Résumé:
The present dissertation attempts to provide a reflection on modernity, disenchantment and nostalgia in archetypal works in American modernism that rendered the crisis of the modern age. The primary sources of this research consist in The Waste Land (1922) and The Hollow Men (1925), written by the modernist poet Thomas Stearns Eliot (1888 - 1965), and The Great Gatsby (1925) and Tender Is the Night (1934), belonging to the American novelist Francis Scott Fitzgerald (1896 - 1940).
My aim is to demonstrate, through Walter Benjamin's analysis of Baroque aesthetics in The Origin of German Tragic Drama (1928), through his reading of Charles Baudelaire and Marcel Proust in "On Some Motifs in Baudelaire" (1939), as well as through his concept of the 'aura' he developed in The Storyteller (1936), how modern men's cult of decadent beauties led to their estrangement from a unified universe of tradition and harmony. At the same time, it is their contact with archaic beauties that helps them restore the link with a distant realm of harmony identified with purity, virginity and childhood innocence, that is to say, only with the past.

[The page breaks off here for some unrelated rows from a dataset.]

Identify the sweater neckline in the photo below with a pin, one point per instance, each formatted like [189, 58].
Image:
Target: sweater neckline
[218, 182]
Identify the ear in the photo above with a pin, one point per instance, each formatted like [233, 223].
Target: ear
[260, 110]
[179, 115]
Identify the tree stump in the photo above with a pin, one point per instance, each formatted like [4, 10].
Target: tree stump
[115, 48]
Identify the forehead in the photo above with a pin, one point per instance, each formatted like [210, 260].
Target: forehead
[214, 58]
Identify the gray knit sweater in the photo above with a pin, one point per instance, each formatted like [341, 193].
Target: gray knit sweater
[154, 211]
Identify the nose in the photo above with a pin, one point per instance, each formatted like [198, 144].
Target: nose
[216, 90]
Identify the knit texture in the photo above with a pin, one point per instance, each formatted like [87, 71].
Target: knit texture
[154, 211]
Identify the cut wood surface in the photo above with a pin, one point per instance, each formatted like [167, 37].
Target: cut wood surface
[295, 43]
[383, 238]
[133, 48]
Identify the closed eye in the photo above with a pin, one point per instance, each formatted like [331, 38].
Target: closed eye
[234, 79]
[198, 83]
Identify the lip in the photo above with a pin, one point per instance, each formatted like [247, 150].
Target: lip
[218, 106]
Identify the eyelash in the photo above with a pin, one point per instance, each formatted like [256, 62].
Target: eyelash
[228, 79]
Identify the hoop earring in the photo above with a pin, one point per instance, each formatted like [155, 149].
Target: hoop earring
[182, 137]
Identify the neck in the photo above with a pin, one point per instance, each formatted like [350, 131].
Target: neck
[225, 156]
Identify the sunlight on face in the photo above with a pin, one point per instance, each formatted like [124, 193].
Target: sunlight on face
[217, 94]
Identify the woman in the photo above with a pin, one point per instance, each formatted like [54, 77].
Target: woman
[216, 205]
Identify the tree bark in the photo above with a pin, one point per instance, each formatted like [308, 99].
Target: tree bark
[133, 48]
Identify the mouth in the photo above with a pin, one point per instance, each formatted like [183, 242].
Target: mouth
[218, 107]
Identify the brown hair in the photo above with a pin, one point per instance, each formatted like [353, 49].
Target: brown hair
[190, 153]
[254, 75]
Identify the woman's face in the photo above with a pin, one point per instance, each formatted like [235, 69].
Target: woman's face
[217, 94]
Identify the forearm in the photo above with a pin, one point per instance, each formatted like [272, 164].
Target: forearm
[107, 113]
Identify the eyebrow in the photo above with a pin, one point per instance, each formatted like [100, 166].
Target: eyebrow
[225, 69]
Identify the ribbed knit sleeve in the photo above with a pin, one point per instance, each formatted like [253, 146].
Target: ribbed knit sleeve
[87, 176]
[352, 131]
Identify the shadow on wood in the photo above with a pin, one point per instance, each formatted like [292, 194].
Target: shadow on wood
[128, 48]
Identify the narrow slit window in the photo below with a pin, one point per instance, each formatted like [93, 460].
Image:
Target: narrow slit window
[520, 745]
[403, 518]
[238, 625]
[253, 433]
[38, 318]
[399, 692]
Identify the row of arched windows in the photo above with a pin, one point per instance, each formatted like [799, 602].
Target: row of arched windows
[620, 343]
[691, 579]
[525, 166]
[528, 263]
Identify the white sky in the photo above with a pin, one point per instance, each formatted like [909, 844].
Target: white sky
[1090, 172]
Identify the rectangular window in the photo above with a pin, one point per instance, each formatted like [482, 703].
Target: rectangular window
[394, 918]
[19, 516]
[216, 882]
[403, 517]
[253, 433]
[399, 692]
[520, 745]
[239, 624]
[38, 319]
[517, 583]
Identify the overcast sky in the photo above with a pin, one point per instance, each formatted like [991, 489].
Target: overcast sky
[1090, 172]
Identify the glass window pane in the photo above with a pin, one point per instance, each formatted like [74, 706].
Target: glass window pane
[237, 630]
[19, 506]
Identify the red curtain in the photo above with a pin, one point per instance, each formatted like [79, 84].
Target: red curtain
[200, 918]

The research tries thus to demonstrate how the wastelands of Eliot and Fitzgerald, sterile worlds reduced to a state of ruin and fragmentation, are not devoid of harmony since it is precisely the contact with the ruin that brings the protagonists back to ancient times of timeless beauties. In what follows, we will see how the crumbled universes of Eliot and Fitzgerald parable a state of melancholy and disenchantment at the same time as they reflect in the ruins and rubbles, the timeless beauties of the past. We will see precisely how, in the works of both American artists, the ruin becomes a complex image that conveys both the horror and the glory of human existence.